I need to set up machine clusters in which some machines will run Varnish,
others will run Tomcat, and still others will run Mongo. I need to set up
several clusters like this – several for development, several for QA, and at
least one for production.
For a development cluster, there’s not much point in using a lot of machines.
For QA and production clusters we will have several machines of each kind. I
need to be able to vary the numbers of each kind easily. For development, we
will use IP addresses as the lines of communication from Varnish to Tomcat,
and Tomcat to Mongo. For QA and production, these lines of communication will
be specified as URLs.
The kinds of clusters are quite similar, so I’d like to write one piece of
code to set up a generic cluster, and then define the cluster’s
characteristics in a JSON file. If I were simply writing this in ordinary
Ruby, I’d write the script, and then supply the JSON file that defines the
cluster as a command line argument.
Here is my question: How should I plan to do this in Chef? Seems like one way
would be to write a Ruby script that reads a JSON cluster definition file like
that described above, then calls knife several times for each node in the
cluster.
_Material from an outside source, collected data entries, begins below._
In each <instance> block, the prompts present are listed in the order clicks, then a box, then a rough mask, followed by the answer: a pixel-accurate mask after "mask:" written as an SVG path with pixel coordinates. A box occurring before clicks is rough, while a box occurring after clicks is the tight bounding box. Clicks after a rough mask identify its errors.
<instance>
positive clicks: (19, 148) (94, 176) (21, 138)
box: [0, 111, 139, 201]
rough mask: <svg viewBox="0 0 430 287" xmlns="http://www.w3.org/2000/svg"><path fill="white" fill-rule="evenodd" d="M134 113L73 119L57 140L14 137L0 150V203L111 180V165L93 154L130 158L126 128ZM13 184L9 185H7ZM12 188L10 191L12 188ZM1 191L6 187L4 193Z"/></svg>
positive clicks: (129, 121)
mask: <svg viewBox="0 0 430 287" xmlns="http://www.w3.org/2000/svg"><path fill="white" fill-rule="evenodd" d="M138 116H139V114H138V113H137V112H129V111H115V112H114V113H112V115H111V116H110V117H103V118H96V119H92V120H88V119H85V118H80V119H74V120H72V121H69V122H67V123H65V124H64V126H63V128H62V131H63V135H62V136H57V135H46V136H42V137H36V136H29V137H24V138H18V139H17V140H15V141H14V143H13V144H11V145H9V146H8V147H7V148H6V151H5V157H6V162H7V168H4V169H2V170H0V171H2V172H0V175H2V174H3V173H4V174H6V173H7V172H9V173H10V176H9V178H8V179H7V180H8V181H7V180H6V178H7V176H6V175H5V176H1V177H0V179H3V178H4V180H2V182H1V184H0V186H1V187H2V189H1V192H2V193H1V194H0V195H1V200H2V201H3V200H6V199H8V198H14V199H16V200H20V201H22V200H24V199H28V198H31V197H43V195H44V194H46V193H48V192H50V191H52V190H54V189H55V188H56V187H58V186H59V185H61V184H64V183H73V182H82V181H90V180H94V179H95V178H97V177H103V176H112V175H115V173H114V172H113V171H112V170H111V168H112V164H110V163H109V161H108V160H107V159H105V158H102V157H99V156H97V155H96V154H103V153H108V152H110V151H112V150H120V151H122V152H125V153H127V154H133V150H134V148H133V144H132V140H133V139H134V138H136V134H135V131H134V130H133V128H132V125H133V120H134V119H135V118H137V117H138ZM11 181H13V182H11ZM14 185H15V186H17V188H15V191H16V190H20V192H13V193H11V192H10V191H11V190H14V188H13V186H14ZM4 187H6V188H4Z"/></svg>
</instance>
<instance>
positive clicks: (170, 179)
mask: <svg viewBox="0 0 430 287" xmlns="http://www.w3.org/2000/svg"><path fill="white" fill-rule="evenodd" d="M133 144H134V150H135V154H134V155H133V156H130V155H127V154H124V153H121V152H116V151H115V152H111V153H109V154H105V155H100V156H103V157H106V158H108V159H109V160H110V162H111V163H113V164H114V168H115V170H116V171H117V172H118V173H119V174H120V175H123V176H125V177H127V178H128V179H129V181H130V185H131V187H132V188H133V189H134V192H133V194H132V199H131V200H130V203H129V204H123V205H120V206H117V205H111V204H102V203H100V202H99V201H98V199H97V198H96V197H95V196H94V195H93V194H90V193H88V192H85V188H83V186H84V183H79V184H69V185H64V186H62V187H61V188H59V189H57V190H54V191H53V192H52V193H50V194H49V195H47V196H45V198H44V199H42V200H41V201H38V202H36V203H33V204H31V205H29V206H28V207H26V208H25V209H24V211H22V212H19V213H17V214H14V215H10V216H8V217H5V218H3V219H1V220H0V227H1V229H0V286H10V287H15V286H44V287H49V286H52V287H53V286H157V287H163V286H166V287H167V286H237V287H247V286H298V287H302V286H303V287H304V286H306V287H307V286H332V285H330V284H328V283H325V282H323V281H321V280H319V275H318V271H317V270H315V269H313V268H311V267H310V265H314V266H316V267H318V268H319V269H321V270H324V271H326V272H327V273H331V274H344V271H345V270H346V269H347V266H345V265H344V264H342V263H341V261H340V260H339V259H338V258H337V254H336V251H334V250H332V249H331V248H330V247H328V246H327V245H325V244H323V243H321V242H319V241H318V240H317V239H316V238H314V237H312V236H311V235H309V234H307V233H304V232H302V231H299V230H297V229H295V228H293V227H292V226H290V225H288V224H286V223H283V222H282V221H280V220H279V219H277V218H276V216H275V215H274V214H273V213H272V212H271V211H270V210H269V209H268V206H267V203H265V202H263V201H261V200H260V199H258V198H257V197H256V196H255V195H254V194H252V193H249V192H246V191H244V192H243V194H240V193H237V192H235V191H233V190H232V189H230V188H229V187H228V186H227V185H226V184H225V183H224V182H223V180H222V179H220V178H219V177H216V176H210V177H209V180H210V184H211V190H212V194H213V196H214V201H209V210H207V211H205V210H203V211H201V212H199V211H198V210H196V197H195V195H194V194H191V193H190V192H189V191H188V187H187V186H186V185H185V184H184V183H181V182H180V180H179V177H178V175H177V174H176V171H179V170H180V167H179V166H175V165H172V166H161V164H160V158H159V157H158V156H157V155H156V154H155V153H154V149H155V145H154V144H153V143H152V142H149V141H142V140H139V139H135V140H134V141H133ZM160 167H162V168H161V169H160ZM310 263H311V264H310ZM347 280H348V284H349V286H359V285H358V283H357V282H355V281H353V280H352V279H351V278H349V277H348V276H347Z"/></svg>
I think that for each cluster node my script would do a knife
bootstrap, followed by a knife run_list add. I would still need to pass a bit
of configuration information to each node, namely what to use as the line of
communication to the downstream machines. I think I could write this
configuration information into a data bag having a standard name, and my nodes
could pick up the values from the data bag.
I guess this would work, but I have the feeling I’m not doing this in the
Chef way. Is there a better approach?